Compromisos incumplidos y falencias reconocidas
Rodríguez señaló que existía un reconocimiento previo de las falencias estructurales y administrativas del puerto, pero que los compromisos asumidos por las autoridades provinciales no se habrían cumplido. En ese sentido, afirmó que el entonces presidente de la Dirección Provincial de Puertos fue convocado en reiteradas oportunidades a reuniones en Buenos Aires.
“Decía que se comprometía a empezar a reparar las falencias, pero en la práctica no se hacía”, expresó el legislador en referencia a Roberto Murcia.
Fondos sin cuenta específica y falta de trazabilidad
Uno de los principales señalamientos realizados por el diputado fue la ausencia de una cuenta específica para los recursos portuarios. Según afirmó, los fondos “iban a una cuenta de rentas generales del gobierno de la provincia”, lo que —a su entender— implicó un incumplimiento de la normativa vigente.

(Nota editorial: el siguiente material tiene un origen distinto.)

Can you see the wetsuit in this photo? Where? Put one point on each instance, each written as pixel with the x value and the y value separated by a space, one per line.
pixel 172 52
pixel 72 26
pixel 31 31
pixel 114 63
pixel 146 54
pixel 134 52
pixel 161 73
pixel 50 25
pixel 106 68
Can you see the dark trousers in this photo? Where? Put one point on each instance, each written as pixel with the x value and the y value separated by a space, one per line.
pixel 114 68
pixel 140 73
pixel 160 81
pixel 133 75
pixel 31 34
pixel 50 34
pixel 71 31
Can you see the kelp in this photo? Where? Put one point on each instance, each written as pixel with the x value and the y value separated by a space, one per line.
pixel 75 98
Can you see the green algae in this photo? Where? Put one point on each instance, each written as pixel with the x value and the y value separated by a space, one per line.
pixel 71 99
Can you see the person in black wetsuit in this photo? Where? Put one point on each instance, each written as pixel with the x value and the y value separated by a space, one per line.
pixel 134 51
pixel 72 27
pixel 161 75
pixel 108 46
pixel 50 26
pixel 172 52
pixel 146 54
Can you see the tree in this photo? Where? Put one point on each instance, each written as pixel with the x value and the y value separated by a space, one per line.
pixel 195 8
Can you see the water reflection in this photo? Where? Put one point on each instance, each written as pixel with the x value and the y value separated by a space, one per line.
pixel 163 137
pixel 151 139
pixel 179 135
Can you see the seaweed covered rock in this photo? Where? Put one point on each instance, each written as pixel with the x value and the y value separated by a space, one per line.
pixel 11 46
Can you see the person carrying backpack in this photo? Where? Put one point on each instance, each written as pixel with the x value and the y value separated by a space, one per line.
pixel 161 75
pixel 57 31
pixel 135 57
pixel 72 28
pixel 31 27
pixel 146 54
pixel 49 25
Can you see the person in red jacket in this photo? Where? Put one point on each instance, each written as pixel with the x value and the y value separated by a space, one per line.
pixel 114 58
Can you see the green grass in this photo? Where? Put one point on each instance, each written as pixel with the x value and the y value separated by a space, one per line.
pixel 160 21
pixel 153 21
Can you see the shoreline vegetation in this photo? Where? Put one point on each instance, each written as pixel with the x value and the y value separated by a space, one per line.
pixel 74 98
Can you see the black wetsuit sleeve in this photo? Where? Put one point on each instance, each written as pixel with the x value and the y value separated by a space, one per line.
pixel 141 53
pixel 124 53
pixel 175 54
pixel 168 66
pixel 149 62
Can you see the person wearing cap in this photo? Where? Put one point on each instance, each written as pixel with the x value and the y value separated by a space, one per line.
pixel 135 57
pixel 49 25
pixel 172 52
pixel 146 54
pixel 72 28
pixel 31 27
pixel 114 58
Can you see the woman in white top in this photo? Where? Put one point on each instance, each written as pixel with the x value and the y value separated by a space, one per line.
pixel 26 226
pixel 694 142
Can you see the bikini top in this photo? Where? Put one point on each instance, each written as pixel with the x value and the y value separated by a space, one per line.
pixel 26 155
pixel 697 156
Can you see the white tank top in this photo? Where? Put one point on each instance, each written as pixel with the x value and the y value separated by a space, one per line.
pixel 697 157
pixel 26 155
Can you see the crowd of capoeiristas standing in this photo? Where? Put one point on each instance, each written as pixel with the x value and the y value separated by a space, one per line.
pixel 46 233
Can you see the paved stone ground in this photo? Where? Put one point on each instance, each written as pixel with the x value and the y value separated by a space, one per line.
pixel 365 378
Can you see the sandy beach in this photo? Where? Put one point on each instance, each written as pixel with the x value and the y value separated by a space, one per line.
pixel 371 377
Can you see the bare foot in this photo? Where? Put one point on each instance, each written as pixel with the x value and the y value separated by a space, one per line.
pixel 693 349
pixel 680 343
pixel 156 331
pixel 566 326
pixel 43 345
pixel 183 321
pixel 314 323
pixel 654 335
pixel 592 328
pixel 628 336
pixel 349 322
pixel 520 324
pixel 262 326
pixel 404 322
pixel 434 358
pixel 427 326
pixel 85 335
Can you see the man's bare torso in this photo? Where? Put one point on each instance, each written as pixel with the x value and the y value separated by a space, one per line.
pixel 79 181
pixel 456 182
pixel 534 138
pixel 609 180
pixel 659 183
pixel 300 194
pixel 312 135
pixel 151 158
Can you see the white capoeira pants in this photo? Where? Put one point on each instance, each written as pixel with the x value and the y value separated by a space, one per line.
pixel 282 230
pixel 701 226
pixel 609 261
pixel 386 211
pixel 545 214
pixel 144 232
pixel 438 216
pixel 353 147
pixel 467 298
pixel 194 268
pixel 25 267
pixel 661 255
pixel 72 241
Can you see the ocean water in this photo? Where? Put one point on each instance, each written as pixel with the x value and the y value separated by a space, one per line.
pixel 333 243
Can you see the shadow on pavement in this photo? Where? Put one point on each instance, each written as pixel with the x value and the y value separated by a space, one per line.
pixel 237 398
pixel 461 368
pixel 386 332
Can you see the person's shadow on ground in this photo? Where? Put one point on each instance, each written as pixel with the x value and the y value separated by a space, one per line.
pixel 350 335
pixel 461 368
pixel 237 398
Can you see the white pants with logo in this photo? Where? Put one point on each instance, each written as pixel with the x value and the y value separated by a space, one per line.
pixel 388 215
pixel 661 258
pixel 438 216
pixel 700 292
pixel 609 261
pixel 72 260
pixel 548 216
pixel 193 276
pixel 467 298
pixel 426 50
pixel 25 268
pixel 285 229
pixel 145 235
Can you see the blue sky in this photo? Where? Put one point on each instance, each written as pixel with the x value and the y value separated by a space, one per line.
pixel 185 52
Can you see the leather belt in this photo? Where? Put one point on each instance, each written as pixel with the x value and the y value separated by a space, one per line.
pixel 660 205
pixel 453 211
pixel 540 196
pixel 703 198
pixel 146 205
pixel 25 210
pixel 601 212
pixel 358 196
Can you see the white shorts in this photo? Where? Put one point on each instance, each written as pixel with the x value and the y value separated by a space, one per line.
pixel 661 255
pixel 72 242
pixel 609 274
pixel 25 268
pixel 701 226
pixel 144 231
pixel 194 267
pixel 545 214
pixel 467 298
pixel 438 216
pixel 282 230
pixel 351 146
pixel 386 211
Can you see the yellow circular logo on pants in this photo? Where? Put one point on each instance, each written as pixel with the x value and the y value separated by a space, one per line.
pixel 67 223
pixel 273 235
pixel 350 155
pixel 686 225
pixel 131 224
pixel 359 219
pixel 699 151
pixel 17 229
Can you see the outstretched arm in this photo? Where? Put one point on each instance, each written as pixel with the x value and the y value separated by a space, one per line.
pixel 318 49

“Los fondos del puerto son del puerto, así lo dice la ley”, sostuvo, y aseguró que esta operatoria impidió la trazabilidad de los recursos. En ese marco, indicó que durante el relevamiento “se registraron préstamos a otros organismos, cheques emitidos y cheques que deberían haber ingresado”, sin que quedara debidamente identificada la operatoria.
Rodríguez afirmó además que la falta de una administración diferenciada de los fondos fue uno de los elementos centrales que motivaron la intervención, al considerar que no existían mecanismos claros para garantizar el destino específico de los recursos generados por la actividad portuaria.